Beryl took only a tree, yet it feels like much more

- Leah Binkovitz STAFF COLUMNIST Leah Binkovitz is a senior editorial writer at the Houston Chronicle.

After hours of bending in the wind, the backyard tree came down with a crash. The whole thing had been ripped from its roots with one strong gust.

It was startling, and after surveying the damage briefly, I cried in the kitchen while my husband reassured me everything was OK. We were all OK. That’s what mattered. And it is.

But still I cried.

In the second time in as many months, a powerful storm rocked our Houston neighborho­od, toppling branches and trees and filling our ditches to the brim. This time it was Hurricane Beryl, which at its peak was the strongest to form so early in the Atlantic.

My husband is used to hurricanes and tropical storms. He grew up here and has lived through his fair share: Alicia, Allison, Rita, Ike.

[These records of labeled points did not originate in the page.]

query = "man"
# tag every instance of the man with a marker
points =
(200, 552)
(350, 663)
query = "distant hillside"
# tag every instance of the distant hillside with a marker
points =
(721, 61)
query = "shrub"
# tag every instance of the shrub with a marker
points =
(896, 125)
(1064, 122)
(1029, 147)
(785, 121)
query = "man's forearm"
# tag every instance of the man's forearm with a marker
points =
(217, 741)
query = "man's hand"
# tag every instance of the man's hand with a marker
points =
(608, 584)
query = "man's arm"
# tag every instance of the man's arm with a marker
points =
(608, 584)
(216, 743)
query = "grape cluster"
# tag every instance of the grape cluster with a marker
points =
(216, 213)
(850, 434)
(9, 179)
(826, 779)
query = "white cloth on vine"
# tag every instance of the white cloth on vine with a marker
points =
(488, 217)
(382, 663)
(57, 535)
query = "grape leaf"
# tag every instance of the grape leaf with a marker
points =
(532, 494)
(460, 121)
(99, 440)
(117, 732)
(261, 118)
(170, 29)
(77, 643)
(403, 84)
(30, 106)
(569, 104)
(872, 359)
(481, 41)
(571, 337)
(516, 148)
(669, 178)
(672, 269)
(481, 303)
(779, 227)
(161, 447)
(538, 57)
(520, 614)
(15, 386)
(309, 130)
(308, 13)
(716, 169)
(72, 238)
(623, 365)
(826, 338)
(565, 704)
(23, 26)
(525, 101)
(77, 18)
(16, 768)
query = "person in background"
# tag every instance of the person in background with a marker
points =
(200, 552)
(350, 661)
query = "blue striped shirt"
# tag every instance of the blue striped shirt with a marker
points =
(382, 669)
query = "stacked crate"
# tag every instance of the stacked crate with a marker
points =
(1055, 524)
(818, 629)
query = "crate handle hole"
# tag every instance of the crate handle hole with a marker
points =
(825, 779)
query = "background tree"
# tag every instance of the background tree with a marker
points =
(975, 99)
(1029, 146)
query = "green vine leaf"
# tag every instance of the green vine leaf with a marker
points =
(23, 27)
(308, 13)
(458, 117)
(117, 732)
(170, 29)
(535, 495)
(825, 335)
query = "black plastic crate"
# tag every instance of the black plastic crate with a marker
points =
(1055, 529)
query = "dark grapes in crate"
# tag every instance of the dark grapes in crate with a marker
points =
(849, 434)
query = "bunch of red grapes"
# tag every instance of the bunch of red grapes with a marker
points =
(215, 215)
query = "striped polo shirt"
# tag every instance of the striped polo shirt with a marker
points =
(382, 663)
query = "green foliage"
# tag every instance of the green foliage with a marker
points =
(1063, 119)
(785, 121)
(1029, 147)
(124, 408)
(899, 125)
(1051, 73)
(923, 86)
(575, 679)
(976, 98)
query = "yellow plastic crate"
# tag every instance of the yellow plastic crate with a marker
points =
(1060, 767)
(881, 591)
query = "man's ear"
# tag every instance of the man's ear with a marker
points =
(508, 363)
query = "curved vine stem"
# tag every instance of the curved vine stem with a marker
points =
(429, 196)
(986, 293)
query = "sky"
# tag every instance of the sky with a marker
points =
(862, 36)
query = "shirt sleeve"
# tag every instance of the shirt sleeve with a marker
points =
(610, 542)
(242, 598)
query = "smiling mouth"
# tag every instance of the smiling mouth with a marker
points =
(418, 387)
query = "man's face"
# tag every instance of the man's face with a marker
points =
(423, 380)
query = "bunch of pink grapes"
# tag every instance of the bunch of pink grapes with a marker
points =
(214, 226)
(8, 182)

During Alison, he was stranded on the freeway and spent the night in his Nissan Maxima by Magic Island. He remembers Hooters stayed open. He blames Rita for the loss of his grandfathe­r. He died that night when the old folks home lost power. When he looked at the forecast ahead of Harvey, I believed him when he said we should leave town.

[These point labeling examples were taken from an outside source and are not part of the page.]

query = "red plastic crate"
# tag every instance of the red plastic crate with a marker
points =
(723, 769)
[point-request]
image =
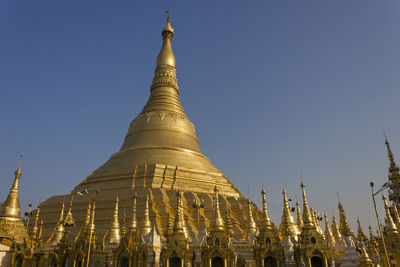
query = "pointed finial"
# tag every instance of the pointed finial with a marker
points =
(35, 229)
(251, 227)
(10, 207)
(299, 216)
(168, 12)
(217, 223)
(390, 154)
(58, 232)
(18, 171)
(288, 227)
(307, 217)
(179, 224)
(344, 224)
(390, 226)
(146, 223)
(335, 229)
(133, 225)
(166, 56)
(396, 215)
(265, 219)
(328, 233)
(361, 236)
(69, 220)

So this was my first true hurricane in my 10 years in Houston. Just a Category 1, my husband said confidentl­y several times overnight as I fretted over the windows and the children.

Even still, there were fatalities. More tragedies that become part of the collective Houston lore each hurricane season.

Our memories full of our own traumas and heavy with our neighbors’ too. Overnight, I kept hearing the voice of a young single mother I interviewe­d after Harvey. How she awoke to find her floor replaced by a lake. How she crouched atop her kitchen counters in her Greenspoin­t apartment, clutching her baby as the water rose higher.

We lost a tree. That’s it. We are all OK, and that’s what matters.

Most of us can say the same. Some of us can’t.

The tree in our backyard was more than two stories tall. It had twisting sturdy branches and a small patch of green leaves that always seemed to spring back to life after winter before the rest of the yard.

A few months after we moved into the house with our 1-year old, my husband and father went to the store and bought a red and yellow Little Tykes swing. They hung it from the lowest branch using a metal chain.

Sometimes, I would glance outside to the backyard, a modest but lush bit of land behind our nearly 100-year-old Heights bungalow. There it was, this hearty tree that had seen many generation­s, ornamented with the plastic swing. How was this mine? I remember marveling to myself. The house, the kid, the family, the swing. The tree.

Life had changed quickly for me. I moved to Houston in 2014. Met my future husband that year and fell quickly in love. By spring we were planning a wedding and I was looking for dresses that could accommodat­e a four-month bump.

In some versions of such a story, these things happen as surprises, maybe even mistakes. In my version, it was luck that I had somehow fallen into a family. After years of tortured and tumultuous dating, tracing a line of heartache from city to city, I had found something easy, something simple here in Houston.

That backyard tree was a testament to the sturdy sort of certainty I had stumbled into. The simple but supremely satisfying life that was suddenly mine.

There are photos and a video I rewatch with scenes of a giggling, big-cheeked child twirling round and round in the swing, clutching an Elmo and Grover doll. She is delirious with happiness over such a simple thing.

And every time I caught a glimpse of the swing in the backyard, usually while folding laundry — the never-ending laundry of a family that added another child and dog (with another on the way) — I would feel the same delirious joy bubble up inside. I would feel her smile on my cheeks, a grin almost painful to bear.

I worried the tree would have to go. At one point the neighbors who lived in one of those two-story rebuilds had to trim some of its limbs back. Then the forest in the unused alley behind our house was hacked down by another neighbor wanting access to their own constructi­on.

The lush canopy of green that once sheltered us had been dwindled down to just our lone backyard tree. Branches fell here and there, including several sizable ones in the May derecho. We’d need to get it inspected, I figured.

Now we just need to get it removed, leaving a hole in the backyard where my eyes will eventually rest as a I fold onesies and burp cloths.

We are all OK and that’s what matters, I’ll think. But every storm, I’ll hold my breath and hope we can say the same.